The PPPRA boss said the price would guide the sale of the PMS in Nigeria, adding that the agency planned to extend the same pricing mechanism to kerosene, diesel and others.

Saidu noted that the essence of the price band was to ensure price efficiency that would be beneficial to both consumers and oil marketers.

He explained that the market-based pricing regime came into effect on March 19 following government’s approval for the adjustment of PMS price from N145 to N125/litre.

“Going forward, pricing of the PMS will reflect market fundamentals.
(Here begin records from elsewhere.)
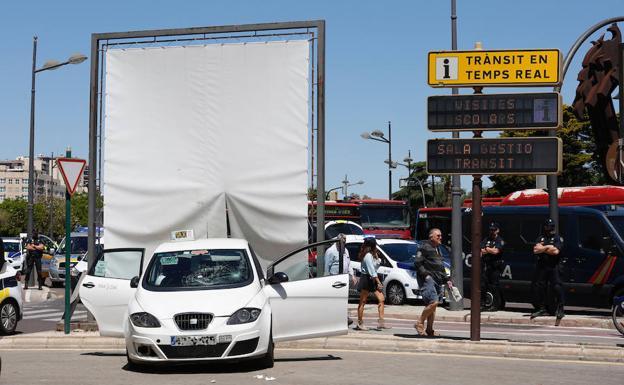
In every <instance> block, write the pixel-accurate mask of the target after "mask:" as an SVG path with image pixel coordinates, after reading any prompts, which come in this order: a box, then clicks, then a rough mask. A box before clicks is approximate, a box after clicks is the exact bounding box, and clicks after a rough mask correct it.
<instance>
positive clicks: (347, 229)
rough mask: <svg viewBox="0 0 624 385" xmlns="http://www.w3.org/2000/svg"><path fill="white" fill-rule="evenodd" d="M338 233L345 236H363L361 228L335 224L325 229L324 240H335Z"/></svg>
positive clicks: (361, 228)
mask: <svg viewBox="0 0 624 385" xmlns="http://www.w3.org/2000/svg"><path fill="white" fill-rule="evenodd" d="M340 233H342V234H345V235H346V234H351V235H364V231H362V228H361V227H359V226H355V225H354V224H352V223H335V224H333V225H331V226H328V227H327V228H326V229H325V239H331V238H335V237H336V236H338V234H340Z"/></svg>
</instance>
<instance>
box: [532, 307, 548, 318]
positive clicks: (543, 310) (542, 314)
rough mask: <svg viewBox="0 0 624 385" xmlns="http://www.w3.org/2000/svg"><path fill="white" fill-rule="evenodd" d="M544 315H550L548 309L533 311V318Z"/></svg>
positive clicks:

The PPPRA will continue to monitor price trends and advise monthly guiding price for all petroleum products, based on prevailing market realities and other pricing fundamentals,” he stated.

Saidu explained that the recent plunge in oil price occasioned by the outbreak of COVID-19 and slowing global oil demand had a direct bearing on the EOMP of petrol, pushing it to a level below the pump price cap of N145/litre.

This, he said, made the government to order the Nigerian National Petroleum Corporation to review downward its ex-coastal price of petrol.

Saidu said, “Furthermore, the plunge in global crude prices made it increasingly difficult for government to finance the 2020 national budget as it was predicated on a crude price of $57 per barrel.

“The low crude oil prices, therefore, presented the opportunity to address the lingering challenges associated with the under/over-recovery regime and free up vital funds required to develop other key sectors of the economy.”

He said the new initiative would also stimulate private investment in the downstream sector and encourage the resumption of products importation by marketers, a development that would revive many dormant depots.

Saidu stated that under the new regime, PPPRA would continue to carry out all its mandates such as determining the pricing policy of petroleum products and regulating the supply and distribution of products.

He expressed optimism that the upcoming Dangote Refinery and other modular refinery projects nationwide would be able to key into the new pricing regime.